In conclusion, the UHI captures contextual stressors and challenges germane to urban, inner-city adolescents. Although additional items for coercion may improve reliability and validity of the UHI, the shortened 16-item UHI is a sound, brief assessment tool examining stressors unique to urban adolescents.
Footnotes
Appendix
Urban Hassles Index (UHI).
| Directions: Thinking back over the last 3 months, please indicate how often these events have happened to you. Please circle the number that best describes how often an event happened to you. | |||||
| 1. | Asked for money by drug addicts | 0 | 1 | 2 | 3 |
| 2. | Taken a longer way to school or work to avoid trouble | 0 | 1 | 2 | 3 |
| 3. | Pressured to join a gang | 0 | 1 | 2 | 3 |
| 4. | Made fun of because of getting good grades | 0 | 1 | 2 | 3 |
| 5. | Worried that someone will try to steal your clothes, shoes, or money | 0 | 1 | 2 | 3 |
| 6. | Pressured for sex by boyfriend/girlfriend | 0 | 1 | 2 | 3 |
| 7. | Worked to help pay bills at home | 0 | 1 | 2 | 3 |
| 8. | Heard gunshots at night | 0 | 1 | 2 | 3 |
| 9. | Heard sirens at night | 0 | 1 | 2 | 3 |
| 10. | Worried about the safety of friends | 0 | 1 | 2 | 3 |
| 11. | Worried about safety of family members | 0 | 1 | 2 | 3 |
| 12. | Not told your friends that you worry about being safe | 0 | 1 | 2 | 3 |
| 13. | Been stopped and questioned by police | 0 | 1 | 2 | 3 |
| 14. | Asked to sell drugs | 0 | 1 | 2 | 3 |
| 15. | Asked to hide or carry drugs | 0 | 1 | 2 | 3 |
| 16. | Been followed in department stores by salespeople | 0 | 1 | 2 | 3 |
| 17. | Not been able to go into convenience stores (7–11, Dairy Mart) with friends because of rule limiting more than two students/teens at a time in the store | 0 | 1 | 2 | 3 |
| 18. | Been unable to go to parties or games with friends due to transportation problems | 0 | 1 | 2 | 3 |
| 19. | Teased about the clothes you wear | 0 | 1 | 2 | 3 |
| 20. | Walked past abandoned buildings and lots | 0 | 1 | 2 | 3 |
| 21. | Pressured by friends to fight | 0 | 1 | 2 | 3 |
| 22. | Made fun of because of getting bad grades | 0 | 1 | 2 | 3 |
| 23. | Pressured to carry a weapon for protection | 0 | 1 | 2 | 3 |
| 24. | Had something stolen from you or your family or your house or car broken into | 0 | 1 | 2 | 3 |
| 25. | Been concerned about living in an unsafe area | 0 | 1 | 2 | 3 |
| 26. | Been afraid or confronted by strangers | 0 | 1 | 2 | 3 |
| 27. | Been bothered by loud, noisy cars, or neighbors at night | 0 | 1 | 2 | 3 |
| 28. | Seen people hanging around on street corners in front of stores | 0 | 1 | 2 | 3 |
| 29. | Waited for a bus near dirty, smelly bus stops | 0 | 1 | 2 | 3 |
| 30. | Had problems or conflicts with teachers | 0 | 1 | 2 | 3 |
| 31. | Had parent(s) being “nosey” about what you do | 0 | 1 | 2 | 3 |
Source. © David B. Miller. The UHI is reproduced with permission.

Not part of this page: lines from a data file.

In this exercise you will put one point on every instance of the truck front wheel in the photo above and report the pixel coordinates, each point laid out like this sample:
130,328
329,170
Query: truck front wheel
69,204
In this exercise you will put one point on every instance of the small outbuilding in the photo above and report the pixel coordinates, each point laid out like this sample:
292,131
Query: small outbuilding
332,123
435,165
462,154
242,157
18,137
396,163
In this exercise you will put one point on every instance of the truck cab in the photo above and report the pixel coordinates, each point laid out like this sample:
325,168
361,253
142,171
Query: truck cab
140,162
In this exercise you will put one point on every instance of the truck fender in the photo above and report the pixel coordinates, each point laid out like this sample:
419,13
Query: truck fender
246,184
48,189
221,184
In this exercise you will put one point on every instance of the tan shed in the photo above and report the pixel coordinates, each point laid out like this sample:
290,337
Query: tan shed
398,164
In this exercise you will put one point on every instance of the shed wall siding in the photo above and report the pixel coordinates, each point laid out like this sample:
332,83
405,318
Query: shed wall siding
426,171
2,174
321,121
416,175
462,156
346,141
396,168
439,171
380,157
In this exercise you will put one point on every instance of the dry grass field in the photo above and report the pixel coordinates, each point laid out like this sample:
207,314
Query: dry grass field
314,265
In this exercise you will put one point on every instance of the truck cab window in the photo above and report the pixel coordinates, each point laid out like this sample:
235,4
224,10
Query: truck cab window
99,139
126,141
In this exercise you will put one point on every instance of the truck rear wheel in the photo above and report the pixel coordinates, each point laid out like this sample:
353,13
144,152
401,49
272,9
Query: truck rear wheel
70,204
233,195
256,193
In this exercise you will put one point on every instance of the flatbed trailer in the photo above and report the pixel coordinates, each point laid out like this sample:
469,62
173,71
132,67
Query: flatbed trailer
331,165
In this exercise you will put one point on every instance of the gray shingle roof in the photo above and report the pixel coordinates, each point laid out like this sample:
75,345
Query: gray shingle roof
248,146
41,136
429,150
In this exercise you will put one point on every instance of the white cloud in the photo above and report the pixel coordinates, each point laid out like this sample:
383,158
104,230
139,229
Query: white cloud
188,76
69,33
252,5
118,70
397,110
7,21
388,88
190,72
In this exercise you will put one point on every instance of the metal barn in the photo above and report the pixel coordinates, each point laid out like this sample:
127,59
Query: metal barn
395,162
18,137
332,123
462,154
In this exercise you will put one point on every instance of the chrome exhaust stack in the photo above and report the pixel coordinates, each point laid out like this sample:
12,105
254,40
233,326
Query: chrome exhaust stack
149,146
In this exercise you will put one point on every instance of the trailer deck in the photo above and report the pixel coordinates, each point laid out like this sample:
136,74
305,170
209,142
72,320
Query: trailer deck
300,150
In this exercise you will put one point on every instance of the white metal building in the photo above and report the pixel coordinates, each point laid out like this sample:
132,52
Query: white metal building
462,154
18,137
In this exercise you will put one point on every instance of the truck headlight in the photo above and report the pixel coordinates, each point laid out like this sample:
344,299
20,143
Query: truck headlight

Note. 0 = never; 1 = sometimes; 2 = often; and 3 = very often.
Declaration of Conflicting Interests
The authors declared no potential conflicts of interest with respect to the research, authorship, and/or publication of this article.
Funding
The authors disclosed receipt of the following financial support for the research, authorship, and/or publication of this article: This research was supported by the National Institute on Drug Abuse (NIDA) Grant number R01 07957.